A rare case of congenital aneurysm of the portal system at l
A 20-years-old male presented to the emergency room with persistent abdominal pain. On physical examination, the pain was localized to the upper quadrants, however, the abdomen was treatable, and no other particular clinical signs were disclosed. The patients did not have prior clinical records. The patient underwent ce-CT of the chest and abdomen, which disclosed a huge aneurysmatic dilatation involving the portal trunk (axial diameters 30 × 40 mm), the distal splenic vein (axial diameters 37 × 39 mm) and the distal tract of both superior and inferior mesenteric vein (respectively SMV and IMV), complicated by a massive thrombosis extending to the main intra-hepatic portal branches. Moreover, the following findings were observed: enhancement of vasa vasorum of the portal walls, porto-systemic shunts characterized by vicariant activation of the capsular venous branches with an enlarged right hepatic vein, splenomegaly with longitudinal diameter of 15 cm, pancreatic tail structural changes characterized by poor glandular representation and large intra and extra-glandular fluid collections. As a result, a therapy with low-molecular-weight heparin (LMWH) was adopted. Nine days later, the follow up ce-CT confirmed the previous findings except for partial peripheral re-habitation of spleno-portal thrombosis and the activation of peri-portal cavernomatosis.

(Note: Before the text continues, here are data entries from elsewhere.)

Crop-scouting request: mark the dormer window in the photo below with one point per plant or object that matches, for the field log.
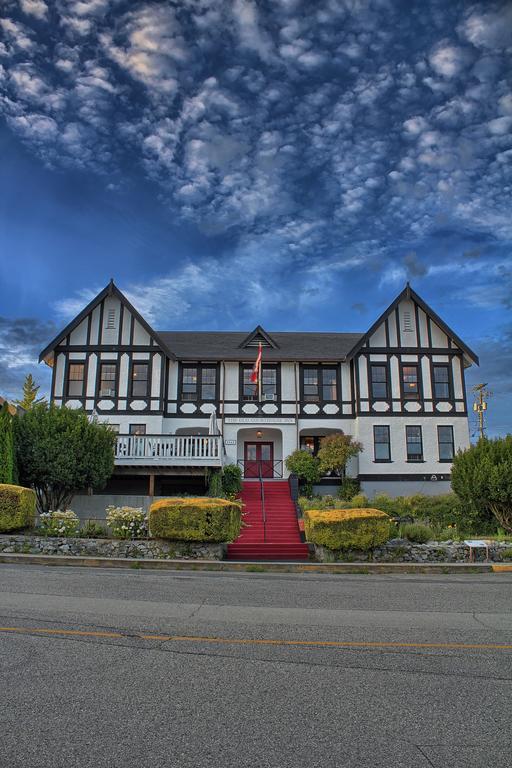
(407, 321)
(111, 319)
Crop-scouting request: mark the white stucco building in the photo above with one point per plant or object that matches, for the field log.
(183, 401)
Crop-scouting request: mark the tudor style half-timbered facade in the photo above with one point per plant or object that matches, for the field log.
(184, 401)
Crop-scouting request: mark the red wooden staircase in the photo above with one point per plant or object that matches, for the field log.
(270, 530)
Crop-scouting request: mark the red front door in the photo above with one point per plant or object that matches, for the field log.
(258, 456)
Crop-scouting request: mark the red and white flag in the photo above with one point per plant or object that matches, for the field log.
(255, 373)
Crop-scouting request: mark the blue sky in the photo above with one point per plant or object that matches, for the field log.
(231, 163)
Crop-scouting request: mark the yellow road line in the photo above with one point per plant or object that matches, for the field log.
(250, 641)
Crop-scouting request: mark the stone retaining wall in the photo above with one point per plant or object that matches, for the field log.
(140, 548)
(403, 551)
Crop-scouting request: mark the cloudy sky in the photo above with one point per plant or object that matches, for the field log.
(234, 162)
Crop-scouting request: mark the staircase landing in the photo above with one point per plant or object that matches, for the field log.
(276, 539)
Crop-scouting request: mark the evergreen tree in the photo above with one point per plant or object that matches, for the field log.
(6, 445)
(30, 390)
(60, 452)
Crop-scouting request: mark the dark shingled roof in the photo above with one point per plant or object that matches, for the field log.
(225, 345)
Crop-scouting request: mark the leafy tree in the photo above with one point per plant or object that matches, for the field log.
(335, 451)
(60, 452)
(306, 467)
(30, 390)
(482, 479)
(7, 474)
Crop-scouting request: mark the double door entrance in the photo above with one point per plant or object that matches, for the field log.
(258, 459)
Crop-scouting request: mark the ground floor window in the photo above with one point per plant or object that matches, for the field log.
(310, 443)
(445, 442)
(414, 443)
(382, 447)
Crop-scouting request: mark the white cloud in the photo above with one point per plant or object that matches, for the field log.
(490, 28)
(251, 35)
(37, 8)
(151, 47)
(449, 60)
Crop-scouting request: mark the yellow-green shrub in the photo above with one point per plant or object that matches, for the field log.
(347, 528)
(195, 519)
(17, 507)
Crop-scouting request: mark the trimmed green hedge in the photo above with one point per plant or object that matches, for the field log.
(17, 507)
(347, 528)
(195, 519)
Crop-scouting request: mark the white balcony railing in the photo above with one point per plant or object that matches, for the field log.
(178, 450)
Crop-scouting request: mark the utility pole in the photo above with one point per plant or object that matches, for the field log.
(481, 394)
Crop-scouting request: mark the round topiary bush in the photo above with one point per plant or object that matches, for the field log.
(347, 528)
(17, 507)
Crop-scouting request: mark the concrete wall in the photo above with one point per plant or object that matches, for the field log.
(404, 487)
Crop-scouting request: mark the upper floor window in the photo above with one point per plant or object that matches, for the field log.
(445, 442)
(199, 382)
(379, 381)
(108, 376)
(140, 379)
(76, 379)
(414, 443)
(319, 383)
(410, 382)
(268, 384)
(382, 447)
(208, 382)
(442, 387)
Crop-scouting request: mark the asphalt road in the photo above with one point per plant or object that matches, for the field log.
(149, 668)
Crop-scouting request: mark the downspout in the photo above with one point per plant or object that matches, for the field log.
(223, 397)
(297, 408)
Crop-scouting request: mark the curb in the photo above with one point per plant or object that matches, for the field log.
(251, 567)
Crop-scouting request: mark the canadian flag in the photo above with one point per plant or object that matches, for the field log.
(255, 373)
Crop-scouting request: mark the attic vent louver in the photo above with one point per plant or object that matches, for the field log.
(255, 342)
(111, 319)
(407, 321)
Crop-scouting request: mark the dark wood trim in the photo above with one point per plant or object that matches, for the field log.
(389, 389)
(375, 459)
(248, 367)
(451, 387)
(420, 398)
(121, 321)
(440, 460)
(65, 389)
(426, 351)
(320, 367)
(97, 395)
(414, 461)
(100, 323)
(131, 397)
(416, 320)
(200, 365)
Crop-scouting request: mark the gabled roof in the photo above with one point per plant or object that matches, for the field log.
(259, 336)
(408, 293)
(110, 290)
(290, 346)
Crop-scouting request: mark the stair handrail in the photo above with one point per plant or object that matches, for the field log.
(262, 498)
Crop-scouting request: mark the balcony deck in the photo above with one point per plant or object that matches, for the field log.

During the hospitalization, the physicians excluded the presence of previous causes of acquired portal venous aneurysm including acute, and chronic pancreatitis on the base of the unremarkable clinical history, as well as, of thrombophilic diseases on the base of an unremarkable panel for genetic, immunologic, and serum coagulation disorders. As a consequence, the hypothesis of congenital aneurysm complicated by superimposed thrombosis was proposed; the pancreatic findings were interpreted as secondary to portal venous chronic pathology rather than the cause.

Fifteen days later the patient was discharged recommending anticoagulant home therapy. After 3 months, the patient underwent a contrast enhanced MRI of the abdomen, which disclosed a complete recanalization of the porto-spleno-mesenteric aneurysm. Subsequently, after 6 months, the anticoagulant therapy was suspended. Unfortunately, 25 days later, the patient returned to the emergency room for the onset of intense abdominal pain. The ce-CT documented the extensive thrombotic recurrence of the porto-spleno-mesenteric aneurysm. The pancreatic findings were stable respect to the previous CT scans. Currently, the patient is asymptomatic under chronic therapy with new oral anticoagulants (NOACs), and undergoes periodic clinical follow-up.